D’un geste souple malgré son uniforme alourdi de boue, André-Pierre jaillit de la tranchée. Sans le contexte, il se réjouirait presque de faire enfin un peu d’exercice. À dix-sept ans, et sportif avec ça, il est difficile de rester inactif, coincé dans un couloir de terre qui ressemble à un cloaque. Il vient d’être incorporé à l’armée à sa demande, pour servir son pays. Quelques jours de formation seulement, et le voici au front, déjà en première ligne.

Lorsque le jeune homme part à l’attaque, les premiers obus éclatent. Assourdissants et terrifiants. En quelques secondes, l’air est saturé de fumée, de gerbes de terre et d’odeur de chair brûlée.
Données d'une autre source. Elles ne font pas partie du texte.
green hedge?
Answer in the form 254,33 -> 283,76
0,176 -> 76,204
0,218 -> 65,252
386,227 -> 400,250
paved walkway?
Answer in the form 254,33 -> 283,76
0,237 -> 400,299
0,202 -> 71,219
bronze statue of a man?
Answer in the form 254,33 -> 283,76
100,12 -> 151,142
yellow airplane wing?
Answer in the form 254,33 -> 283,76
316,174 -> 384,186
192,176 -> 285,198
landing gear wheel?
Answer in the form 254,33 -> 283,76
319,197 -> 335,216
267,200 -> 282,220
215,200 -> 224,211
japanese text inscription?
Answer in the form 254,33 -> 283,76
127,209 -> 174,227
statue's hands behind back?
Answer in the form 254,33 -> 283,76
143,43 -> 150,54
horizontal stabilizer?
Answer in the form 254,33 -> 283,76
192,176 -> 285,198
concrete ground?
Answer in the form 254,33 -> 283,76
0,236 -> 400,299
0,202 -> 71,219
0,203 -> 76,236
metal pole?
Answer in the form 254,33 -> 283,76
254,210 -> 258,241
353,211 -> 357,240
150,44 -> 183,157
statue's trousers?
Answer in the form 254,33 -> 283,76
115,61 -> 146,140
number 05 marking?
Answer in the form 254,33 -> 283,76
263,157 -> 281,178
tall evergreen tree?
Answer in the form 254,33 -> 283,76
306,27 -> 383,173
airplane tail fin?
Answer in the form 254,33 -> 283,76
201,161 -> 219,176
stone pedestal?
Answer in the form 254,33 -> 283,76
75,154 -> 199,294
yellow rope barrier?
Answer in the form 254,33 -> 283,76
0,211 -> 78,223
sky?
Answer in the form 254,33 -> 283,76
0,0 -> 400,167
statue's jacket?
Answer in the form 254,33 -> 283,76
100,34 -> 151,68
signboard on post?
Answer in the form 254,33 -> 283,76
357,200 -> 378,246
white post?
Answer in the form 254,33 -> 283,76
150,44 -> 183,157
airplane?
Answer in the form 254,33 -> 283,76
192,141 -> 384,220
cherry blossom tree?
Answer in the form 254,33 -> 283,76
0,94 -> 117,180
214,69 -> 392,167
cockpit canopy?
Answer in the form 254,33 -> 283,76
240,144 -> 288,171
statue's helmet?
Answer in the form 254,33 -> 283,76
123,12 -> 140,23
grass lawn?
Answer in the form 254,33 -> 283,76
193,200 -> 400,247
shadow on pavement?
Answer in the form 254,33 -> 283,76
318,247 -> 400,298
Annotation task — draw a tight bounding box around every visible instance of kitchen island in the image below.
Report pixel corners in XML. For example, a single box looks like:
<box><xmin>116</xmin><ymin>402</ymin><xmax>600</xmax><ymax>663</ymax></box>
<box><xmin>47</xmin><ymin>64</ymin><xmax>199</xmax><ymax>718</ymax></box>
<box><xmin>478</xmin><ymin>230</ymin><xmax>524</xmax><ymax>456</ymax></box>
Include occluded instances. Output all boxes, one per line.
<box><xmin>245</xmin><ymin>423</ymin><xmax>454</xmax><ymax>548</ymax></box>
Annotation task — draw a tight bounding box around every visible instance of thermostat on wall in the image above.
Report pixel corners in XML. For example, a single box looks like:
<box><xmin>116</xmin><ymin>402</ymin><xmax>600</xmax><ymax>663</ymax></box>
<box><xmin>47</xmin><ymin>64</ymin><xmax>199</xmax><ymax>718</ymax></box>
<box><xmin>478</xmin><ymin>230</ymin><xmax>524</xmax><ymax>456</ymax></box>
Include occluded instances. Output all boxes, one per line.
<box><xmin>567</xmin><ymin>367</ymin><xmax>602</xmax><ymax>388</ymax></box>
André-Pierre rentre la tête dans ses épaules, serre plus fort son fusil et allonge la foulée. Ne plus penser à rien. Se concentrer sur les aspérités du terrain, les obstacles à venir. Instinctivement, il compte ses pas. Comme à l’entraînement. À droite, il évite une motte de terre. Devant, il saute par-dessus

1. Le cross-country consiste en une course de 10 km environ, sur terrain naturel.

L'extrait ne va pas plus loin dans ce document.